Dr. Bassam Kret, a Licking Memorial hospitalist who has treated COVID-19 patients during the pandemic, spoke to 10 Investigates Friday.
Kret said during the lull during the shutdown, he feared he or some of his colleagues might lose their jobs. Patient numbers, he said, had dropped off dramatically.
“That was unheard of at Licking Memorial,” he said, noting at one time that he and his colleagues were seeing 30 patients a week compared to their normal volume of 110 or 120.
While Licking Memorial received $5 million in CARES act relief funding, that’s a drop in the bucket compared to larger hospital systems that employ more people – like Ohio Health, which confirmed Friday that it received over $100 million in government assistance.
Our conversation with Kret also touched on the current state of the COVID-19 pandemic and its impact on Ohio.
While Kret acknowledged that cases have been on an uptick in recent weeks, he said the more accurate measure – in his view – of how the coronavirus is impacting the state is by looking at hospitalizations and deaths.

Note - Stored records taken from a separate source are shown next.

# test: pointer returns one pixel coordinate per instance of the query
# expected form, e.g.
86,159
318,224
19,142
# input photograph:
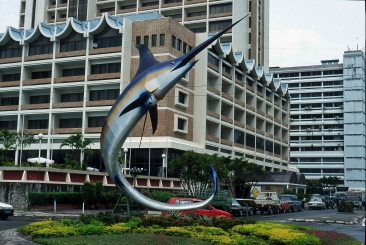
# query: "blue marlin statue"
151,83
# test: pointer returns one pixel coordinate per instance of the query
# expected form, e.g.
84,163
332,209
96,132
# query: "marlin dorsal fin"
147,59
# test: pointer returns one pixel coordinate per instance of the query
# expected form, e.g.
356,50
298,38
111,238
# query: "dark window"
146,40
153,40
182,97
239,137
11,77
42,45
109,37
10,101
250,140
221,8
10,125
150,4
96,121
11,49
106,68
219,25
74,97
162,40
138,40
73,72
181,124
40,99
173,41
213,60
74,42
70,123
38,124
41,74
109,94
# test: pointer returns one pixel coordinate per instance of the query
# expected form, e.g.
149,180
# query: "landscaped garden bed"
176,229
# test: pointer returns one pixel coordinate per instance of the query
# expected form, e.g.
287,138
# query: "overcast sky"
302,32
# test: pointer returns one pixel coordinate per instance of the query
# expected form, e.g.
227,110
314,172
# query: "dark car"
6,210
329,203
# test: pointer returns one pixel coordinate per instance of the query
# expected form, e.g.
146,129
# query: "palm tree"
78,145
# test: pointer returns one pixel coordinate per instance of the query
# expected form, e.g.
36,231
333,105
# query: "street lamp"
162,170
125,150
40,136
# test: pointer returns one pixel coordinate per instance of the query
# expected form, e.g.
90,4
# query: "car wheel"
4,217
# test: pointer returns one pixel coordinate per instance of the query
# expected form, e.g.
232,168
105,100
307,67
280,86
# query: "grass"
130,239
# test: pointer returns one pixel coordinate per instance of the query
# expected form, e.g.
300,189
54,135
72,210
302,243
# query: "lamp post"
40,136
125,150
162,170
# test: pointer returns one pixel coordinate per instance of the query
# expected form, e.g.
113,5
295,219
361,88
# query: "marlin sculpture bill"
152,82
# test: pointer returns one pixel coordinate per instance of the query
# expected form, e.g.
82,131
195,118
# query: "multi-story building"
63,78
327,118
199,16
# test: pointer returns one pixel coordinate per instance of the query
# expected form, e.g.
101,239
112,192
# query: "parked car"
207,210
329,203
356,202
316,203
239,210
285,207
294,202
6,210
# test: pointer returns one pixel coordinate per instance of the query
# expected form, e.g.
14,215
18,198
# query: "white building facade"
327,118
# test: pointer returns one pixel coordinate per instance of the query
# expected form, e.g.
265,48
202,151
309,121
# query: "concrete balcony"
9,108
35,106
10,84
68,104
37,81
69,79
10,60
104,76
38,57
106,50
100,103
71,54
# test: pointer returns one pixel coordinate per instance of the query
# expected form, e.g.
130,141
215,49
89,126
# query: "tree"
78,145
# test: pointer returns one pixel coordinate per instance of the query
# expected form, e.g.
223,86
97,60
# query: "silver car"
316,203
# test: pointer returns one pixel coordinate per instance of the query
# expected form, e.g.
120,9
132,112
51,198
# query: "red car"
285,206
207,210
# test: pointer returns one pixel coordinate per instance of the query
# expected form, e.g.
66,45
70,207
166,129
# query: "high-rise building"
200,16
60,78
327,118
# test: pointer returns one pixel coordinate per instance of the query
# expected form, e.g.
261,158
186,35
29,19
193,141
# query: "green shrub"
346,206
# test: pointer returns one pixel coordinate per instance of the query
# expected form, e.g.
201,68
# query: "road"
356,230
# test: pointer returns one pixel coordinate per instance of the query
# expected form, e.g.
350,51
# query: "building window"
109,94
221,8
153,40
9,101
73,97
219,25
73,72
180,124
11,77
74,42
11,49
70,123
106,68
40,99
162,40
42,45
173,41
96,121
38,124
146,41
109,37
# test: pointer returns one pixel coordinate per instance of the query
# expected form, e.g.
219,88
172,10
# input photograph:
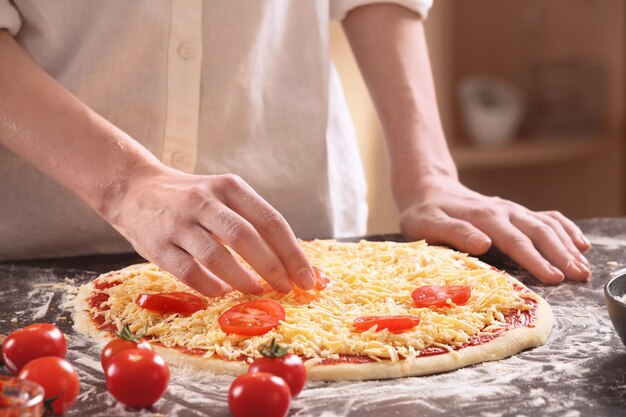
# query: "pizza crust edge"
508,344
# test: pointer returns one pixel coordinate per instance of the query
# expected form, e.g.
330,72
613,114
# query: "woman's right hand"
182,222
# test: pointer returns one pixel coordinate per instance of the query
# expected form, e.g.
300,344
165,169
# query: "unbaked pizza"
379,310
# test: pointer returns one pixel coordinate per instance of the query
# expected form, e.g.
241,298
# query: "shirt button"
186,50
179,159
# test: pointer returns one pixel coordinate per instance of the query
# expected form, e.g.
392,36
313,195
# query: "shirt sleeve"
9,17
340,8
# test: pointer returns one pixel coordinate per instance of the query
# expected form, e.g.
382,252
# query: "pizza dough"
501,318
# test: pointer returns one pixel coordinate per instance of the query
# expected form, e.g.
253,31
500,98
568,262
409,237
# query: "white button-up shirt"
221,86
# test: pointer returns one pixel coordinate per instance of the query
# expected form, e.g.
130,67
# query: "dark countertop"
581,371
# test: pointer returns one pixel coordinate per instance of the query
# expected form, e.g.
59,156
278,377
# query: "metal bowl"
614,291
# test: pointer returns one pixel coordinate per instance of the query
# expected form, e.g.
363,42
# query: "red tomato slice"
395,324
252,318
437,295
321,279
171,302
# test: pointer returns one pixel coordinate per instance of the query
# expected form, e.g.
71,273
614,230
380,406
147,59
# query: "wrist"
109,193
416,187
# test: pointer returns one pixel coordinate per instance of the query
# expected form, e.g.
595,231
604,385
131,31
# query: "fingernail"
584,239
306,281
582,259
478,242
584,268
573,266
284,284
557,272
257,289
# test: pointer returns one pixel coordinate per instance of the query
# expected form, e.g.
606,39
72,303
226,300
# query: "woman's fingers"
517,245
218,260
272,228
577,236
563,235
551,246
236,232
439,228
184,267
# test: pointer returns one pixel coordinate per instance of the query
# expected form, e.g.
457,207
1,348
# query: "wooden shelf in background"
526,152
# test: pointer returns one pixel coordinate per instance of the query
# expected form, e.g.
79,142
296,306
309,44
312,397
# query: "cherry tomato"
252,318
137,378
58,379
31,342
259,394
171,302
395,324
321,279
437,295
277,361
125,340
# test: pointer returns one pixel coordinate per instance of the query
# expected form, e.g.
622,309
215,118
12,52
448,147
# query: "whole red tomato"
58,379
277,361
137,378
31,342
259,394
125,340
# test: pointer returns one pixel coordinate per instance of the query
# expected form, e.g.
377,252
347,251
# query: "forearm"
389,45
60,135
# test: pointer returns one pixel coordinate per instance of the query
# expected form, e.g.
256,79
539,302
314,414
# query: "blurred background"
531,95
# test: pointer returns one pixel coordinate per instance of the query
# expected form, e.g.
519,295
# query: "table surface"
581,371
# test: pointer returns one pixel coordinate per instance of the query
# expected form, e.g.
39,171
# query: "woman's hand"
183,222
546,243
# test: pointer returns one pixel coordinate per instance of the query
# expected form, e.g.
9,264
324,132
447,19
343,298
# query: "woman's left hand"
546,243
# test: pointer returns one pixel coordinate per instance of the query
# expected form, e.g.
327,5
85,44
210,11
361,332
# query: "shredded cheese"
367,279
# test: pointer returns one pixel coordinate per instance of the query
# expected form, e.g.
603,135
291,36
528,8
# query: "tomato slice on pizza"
182,303
395,324
438,295
252,318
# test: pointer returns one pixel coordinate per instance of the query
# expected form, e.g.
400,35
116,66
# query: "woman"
189,125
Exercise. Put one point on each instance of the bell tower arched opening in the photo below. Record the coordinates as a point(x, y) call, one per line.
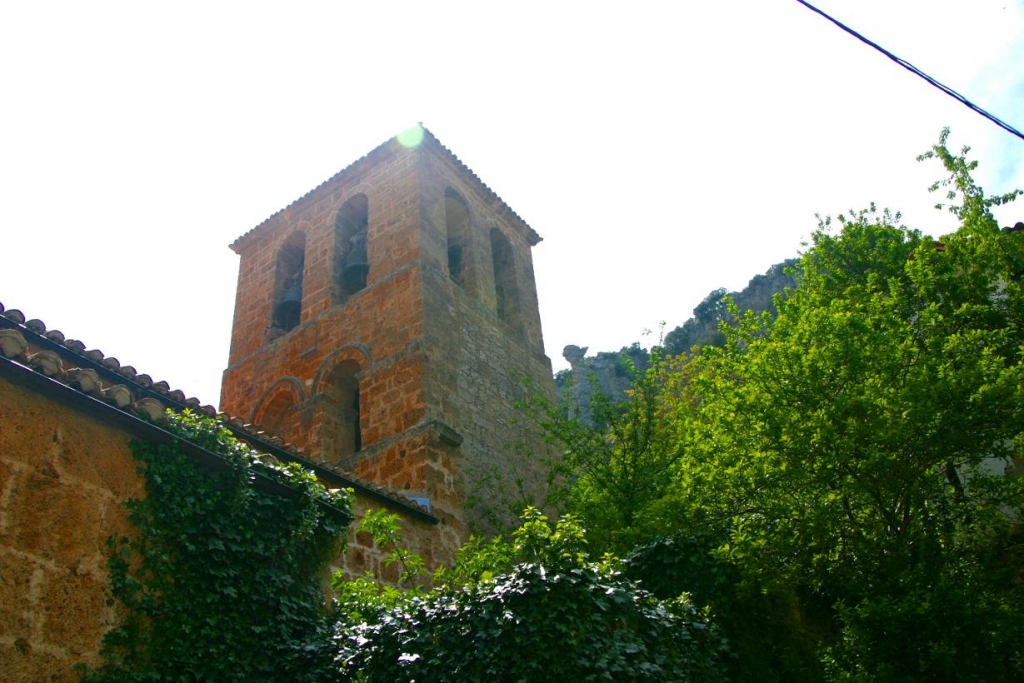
point(351, 262)
point(286, 311)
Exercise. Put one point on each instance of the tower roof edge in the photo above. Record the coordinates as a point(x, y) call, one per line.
point(374, 155)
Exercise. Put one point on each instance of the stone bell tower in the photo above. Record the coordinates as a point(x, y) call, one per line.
point(384, 322)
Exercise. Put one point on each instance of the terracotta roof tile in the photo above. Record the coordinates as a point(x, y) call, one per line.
point(428, 138)
point(92, 374)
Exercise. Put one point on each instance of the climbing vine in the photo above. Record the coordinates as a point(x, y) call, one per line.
point(223, 580)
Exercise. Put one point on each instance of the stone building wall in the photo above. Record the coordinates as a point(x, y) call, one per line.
point(67, 419)
point(478, 363)
point(439, 363)
point(62, 477)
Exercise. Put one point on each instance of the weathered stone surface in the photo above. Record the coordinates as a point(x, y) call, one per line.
point(62, 476)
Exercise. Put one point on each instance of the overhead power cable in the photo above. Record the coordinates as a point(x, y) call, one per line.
point(913, 70)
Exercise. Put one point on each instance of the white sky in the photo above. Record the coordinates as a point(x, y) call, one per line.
point(662, 148)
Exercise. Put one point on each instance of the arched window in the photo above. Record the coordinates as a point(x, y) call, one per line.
point(457, 227)
point(340, 431)
point(287, 309)
point(506, 288)
point(351, 263)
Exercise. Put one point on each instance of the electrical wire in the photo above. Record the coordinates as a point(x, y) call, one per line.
point(913, 70)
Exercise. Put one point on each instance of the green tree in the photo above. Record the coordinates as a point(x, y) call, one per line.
point(620, 460)
point(534, 609)
point(855, 446)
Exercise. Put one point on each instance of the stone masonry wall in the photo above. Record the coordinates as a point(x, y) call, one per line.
point(476, 361)
point(62, 477)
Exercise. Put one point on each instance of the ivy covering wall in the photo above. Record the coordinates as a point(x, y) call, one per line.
point(223, 581)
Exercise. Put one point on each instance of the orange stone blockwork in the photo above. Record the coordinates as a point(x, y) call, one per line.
point(62, 477)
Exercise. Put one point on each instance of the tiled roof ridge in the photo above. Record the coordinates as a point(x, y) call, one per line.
point(91, 373)
point(427, 135)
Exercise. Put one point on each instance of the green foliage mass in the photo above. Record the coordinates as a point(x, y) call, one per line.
point(222, 582)
point(532, 609)
point(842, 492)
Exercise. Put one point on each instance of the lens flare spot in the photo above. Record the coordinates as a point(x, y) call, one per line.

He also said his fellow doctors have learned a lot of the past six months – especially when it comes to the efficacy of steroids, plasma from recovered COVID patients and the use of drugs like Remdesivir – which in his view has proved effective.
The one thing he says he cannot predict is how vastly different the coronavirus will affect each patient.
“Usually the person who is not going to do very well, their condition deteriorates very fast. I’ve seen people come into the hospital and 6 hours later require much higher oxygen. And within 24 hours they’re intubated and we’ve lost a few patients within 24 to 48 hours,” Kret said.
A stark reminder buried in a sea of daily numbers.